Measures could include banning imports of specific goods produced or manufactured in Xinjiang where evidence of forced labour links are strongest (such as cotton, tomato products and solar panels) and imposing targeted sanctions on Chinese companies, officials and other entities (such as the Xinjiang Production and Construction Corps) known to be directly profiting from Uyghur forced labour and other human rights abuses.

This could involve the regulatory strengthening of the newly created Australian Sanctions Office and the expansion of the Department of Foreign Affairs and Trade’s consolidated list to include companies and individuals who are known to be complicit in Uyghur and other forced labour abuses. Human Rights Watch has called for Australia to publish an annual list of countries and products considered a forced labour risk. Companies importing from these places would have the onus placed on them to prove goods are not made with forced labour.

The Australian government should incentivise corporations to be transparent with their supply chains and to employ new tracing technologies to ensure their integrity and compliance with sanctions and existing legislation.

Consumers also have a role to play in boycotting companies that fail to respond.

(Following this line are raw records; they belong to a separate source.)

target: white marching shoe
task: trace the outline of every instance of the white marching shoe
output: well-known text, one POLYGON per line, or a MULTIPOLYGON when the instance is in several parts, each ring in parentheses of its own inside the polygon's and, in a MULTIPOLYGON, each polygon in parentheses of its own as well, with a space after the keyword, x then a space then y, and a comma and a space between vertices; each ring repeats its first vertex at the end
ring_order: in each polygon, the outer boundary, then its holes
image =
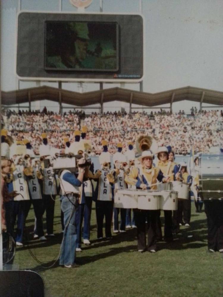
POLYGON ((47 240, 44 235, 43 235, 43 236, 40 236, 40 239, 41 241, 46 241, 47 240))
POLYGON ((88 239, 84 239, 83 242, 84 244, 86 244, 86 245, 90 245, 91 244, 91 243, 88 239))
POLYGON ((23 247, 23 244, 21 242, 19 242, 18 241, 16 241, 16 244, 18 247, 23 247))

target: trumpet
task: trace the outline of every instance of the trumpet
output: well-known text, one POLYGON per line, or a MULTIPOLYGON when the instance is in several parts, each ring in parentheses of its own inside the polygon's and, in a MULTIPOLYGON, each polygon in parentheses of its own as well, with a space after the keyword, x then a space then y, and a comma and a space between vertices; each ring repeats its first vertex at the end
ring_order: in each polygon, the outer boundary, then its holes
POLYGON ((106 162, 103 163, 103 166, 104 168, 108 168, 109 167, 109 164, 106 162))
POLYGON ((84 152, 82 150, 79 149, 77 152, 78 155, 83 155, 84 152))
POLYGON ((130 166, 134 166, 135 165, 135 161, 133 160, 132 161, 131 161, 129 163, 130 166))
POLYGON ((136 149, 138 153, 150 150, 153 154, 158 150, 158 145, 154 138, 147 135, 142 135, 139 138, 136 143, 136 149))

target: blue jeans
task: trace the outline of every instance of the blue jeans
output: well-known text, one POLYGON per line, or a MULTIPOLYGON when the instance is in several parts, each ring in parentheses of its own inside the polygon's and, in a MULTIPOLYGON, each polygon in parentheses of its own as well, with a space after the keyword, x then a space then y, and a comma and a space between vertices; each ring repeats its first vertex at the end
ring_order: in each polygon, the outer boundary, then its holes
POLYGON ((128 208, 126 211, 126 222, 125 226, 135 226, 135 209, 132 210, 132 219, 131 219, 131 208, 128 208))
POLYGON ((22 243, 25 221, 25 206, 27 201, 12 200, 5 203, 7 232, 14 238, 15 241, 22 243), (16 233, 14 228, 17 218, 16 233))
POLYGON ((76 207, 72 204, 74 203, 75 198, 69 197, 68 199, 65 196, 62 196, 61 199, 61 208, 64 213, 65 227, 61 243, 59 265, 72 265, 75 261, 77 239, 76 207))
POLYGON ((120 230, 125 230, 125 219, 126 218, 126 209, 124 208, 117 208, 114 207, 114 231, 119 230, 118 215, 120 211, 121 216, 120 230))
POLYGON ((83 238, 84 239, 90 239, 90 227, 91 222, 91 214, 92 206, 92 198, 91 197, 86 197, 85 203, 79 205, 78 214, 76 218, 77 225, 77 247, 81 246, 81 238, 82 225, 84 219, 83 238))

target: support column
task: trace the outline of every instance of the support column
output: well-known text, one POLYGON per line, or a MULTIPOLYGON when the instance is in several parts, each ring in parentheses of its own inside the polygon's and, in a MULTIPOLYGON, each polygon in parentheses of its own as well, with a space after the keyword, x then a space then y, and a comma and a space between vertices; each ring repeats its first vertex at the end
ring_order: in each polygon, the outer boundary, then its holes
POLYGON ((173 101, 174 100, 174 97, 175 97, 175 93, 173 93, 173 94, 172 94, 172 98, 171 98, 171 101, 170 102, 170 113, 171 113, 173 112, 173 110, 172 108, 172 106, 173 104, 173 101))
MULTIPOLYGON (((58 81, 58 88, 60 90, 62 89, 62 82, 58 81)), ((59 113, 60 114, 63 114, 63 106, 61 102, 61 92, 60 91, 59 91, 59 113)))
POLYGON ((31 95, 30 91, 28 91, 28 99, 29 99, 29 111, 31 111, 31 95))
POLYGON ((139 83, 139 91, 140 92, 143 91, 143 82, 142 80, 139 83))
POLYGON ((132 97, 133 97, 133 93, 131 92, 130 94, 130 103, 129 103, 129 113, 132 113, 132 97))
POLYGON ((203 92, 202 93, 202 95, 201 96, 201 99, 200 99, 200 112, 201 112, 202 111, 202 103, 203 103, 203 100, 204 100, 204 97, 205 95, 205 92, 203 92))
POLYGON ((104 93, 102 93, 101 94, 101 112, 100 114, 102 115, 103 114, 103 100, 104 99, 104 93))
POLYGON ((102 12, 103 11, 103 0, 100 1, 100 12, 102 12))

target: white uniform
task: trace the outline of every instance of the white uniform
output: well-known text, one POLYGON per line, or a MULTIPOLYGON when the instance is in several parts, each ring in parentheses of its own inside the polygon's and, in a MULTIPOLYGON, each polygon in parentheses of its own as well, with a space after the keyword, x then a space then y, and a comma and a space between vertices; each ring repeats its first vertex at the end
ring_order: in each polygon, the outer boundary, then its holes
POLYGON ((21 195, 16 196, 14 198, 14 200, 29 200, 28 187, 23 173, 24 167, 23 165, 16 165, 15 168, 15 170, 13 173, 13 189, 21 195))
POLYGON ((56 195, 56 184, 53 168, 44 168, 43 173, 43 194, 45 195, 56 195))
POLYGON ((48 144, 41 144, 39 148, 40 155, 40 156, 50 155, 51 154, 51 149, 50 146, 48 144))
POLYGON ((28 179, 27 183, 32 199, 42 199, 40 186, 37 178, 37 171, 36 168, 33 168, 32 178, 28 179))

To be truly effective, governments that are concerned about Uyghur forced labour and wider human rights abuses occurring in China, and elsewhere, must act collectively. A multilateral approach will provide companies with clarity and stability in how any new legislation, sanctions or reporting requirements will operate across multiple jurisdictions and increase the effectiveness of any bans or sanctions.

For example, the UK and Canada made coordinated announcements in January about each country’s moves to restrict the import of goods made with forced labour from Xinjiang. This was a good start but much more is needed, especially from Australia, which is still playing catch-up.